I’m not the lucky owner of an Ipad, but I did enter every possible raffle, lottery and prize quiz at this conference to increase my chances of finally getting one. Until then my notepad made of paper will do just fine. You might think that I am thoroughly outdated, but then you would actually be mistaken. You see, tablets are much much older than pen and paper. Around the 8th century BC, the old greeks used a wax tablet and a stylus to take notes on, whereas paper came around in the 2nd century AD.
The tabula (how the Greeks called their wax tablet) was an inexpensive way to take notes and wipe it clean by just heating up the wax, creating a tabula rasa. Neuroscientists think of something very different when they use those words. At least when I hear them I think about experience-dependent and -independent mechanisms that sculpt the developing brain.
This morning, David Fitzpatrick gave a very nice talk on just that. How much of the features encoded in our visual cortex require the circuitry to be sculpted by visual experience? Or is it mostly a fixed developmental program that runs independently of light hitting the retina?
He started with acknowledging the work of Hubel and Wiesel, who while having fun in the lab did so much groundwork on the workings of the visual cortex that afterwards nothing much was left to be discovered. Thanks guys, real great work!
Fortunately, I’m exaggerating and many questions remain. One of the questions that Fitzpatrick asked is:
Do cells in the primary visual cortex require visual input in order to become selectively responsive to certain orientations and directions?

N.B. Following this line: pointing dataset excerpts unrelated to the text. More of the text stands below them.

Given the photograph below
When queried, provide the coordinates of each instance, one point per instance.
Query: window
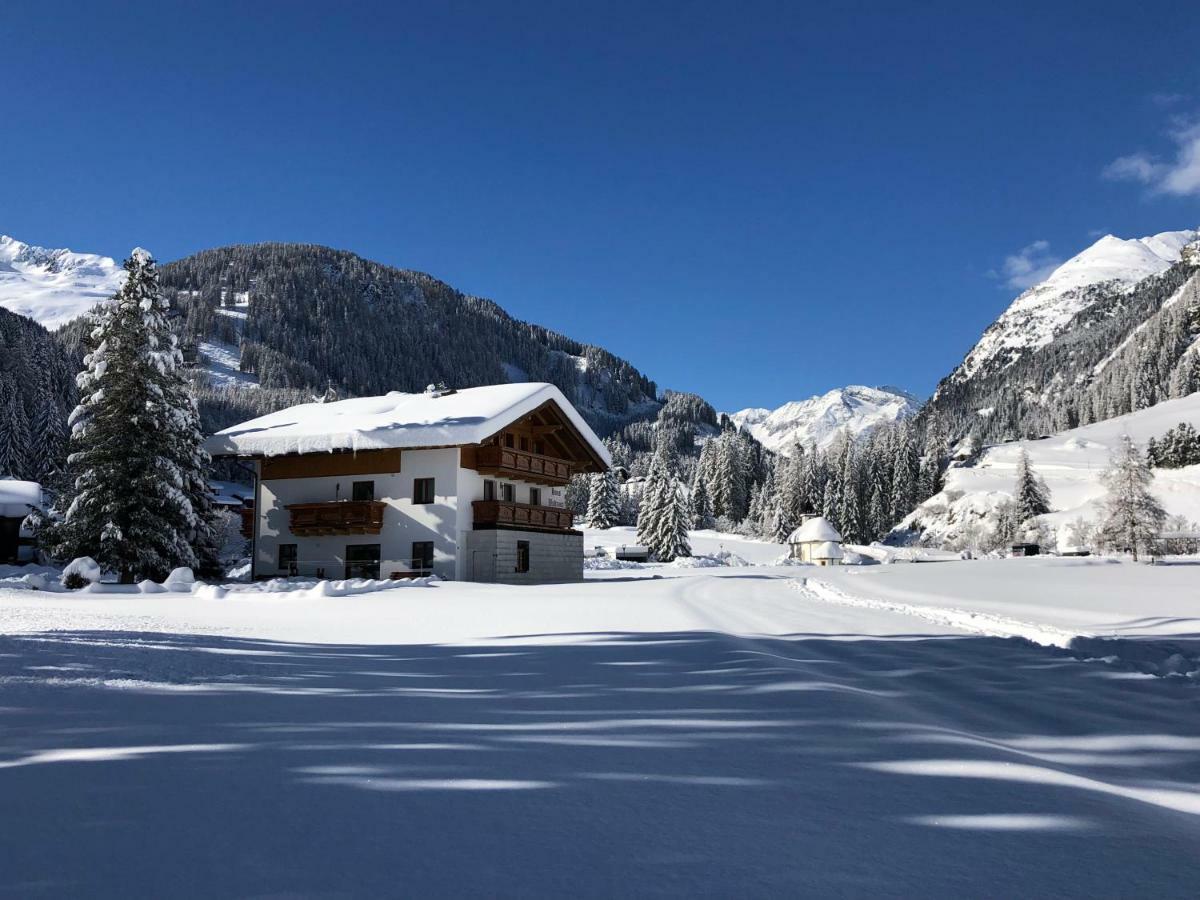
(363, 561)
(423, 556)
(423, 490)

We know from rearing animals in complete darkness that orientation selectivity develops independently of visual input. Direction selectivity on the other hand does not, since it is almost absent in dark-reared and immature ferrets and cats. This seems to be different however in rodents, Nathalie Rochefort showed very recently that mice as soon as they open their eyes have cells properly tuned to direction, albeit initially there is a bias to dorsal and anterior directions. An explanantion for this is that already at the retina there are direction selective ganglion cells, that have shown to project to the thalamus. I believe that in ferrets this has not yet been studied.

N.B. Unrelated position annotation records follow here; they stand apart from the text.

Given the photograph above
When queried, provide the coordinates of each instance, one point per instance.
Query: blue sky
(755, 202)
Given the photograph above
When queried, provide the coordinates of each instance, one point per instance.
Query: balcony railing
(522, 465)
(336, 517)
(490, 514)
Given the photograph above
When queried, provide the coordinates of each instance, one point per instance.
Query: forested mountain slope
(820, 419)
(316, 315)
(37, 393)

Beautiful data collected just weeks ago in the Max-Planck institute in Florida showed how cells in immature ferrets become rapidly direction selective if you train the animals by repeatedly showing them a drifting grating in a certain direction. They followed this in the time course of many hours by chronic Ca2+ imaging using the genetically decoded indicator GCaMP3. It was astonishing to watch the cells bounce back and forth between preferred direction to see them eventually organize into columns.

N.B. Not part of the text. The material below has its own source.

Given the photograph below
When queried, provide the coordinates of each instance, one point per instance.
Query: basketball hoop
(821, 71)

We’ve come to another interesting difference between mice and cats. Mice’s response properties such as orientation -, direction selectivity and ocular dominance is topographically scattered in a salt and pepper fashion, whereas cats have a very nice columnar organization. I remember distinctly when I entered the field of visual plasticity how disappointed I was to hear this. David made me realize that it just raises an extremely interesting question: What is the difference in their circuitry that gives rise to either a salt and pepper organization or columns? I always thought it was, among other things, a scaling problem. Fitzpatrick proposed that there could be differences in the respective weights of inhibitory and excitatory inputs and that different operations could play a role in determining the tuning of the cells. That sounds to me like there is still a lot for us left to discover. Hubel and Wiesel eat your heart out!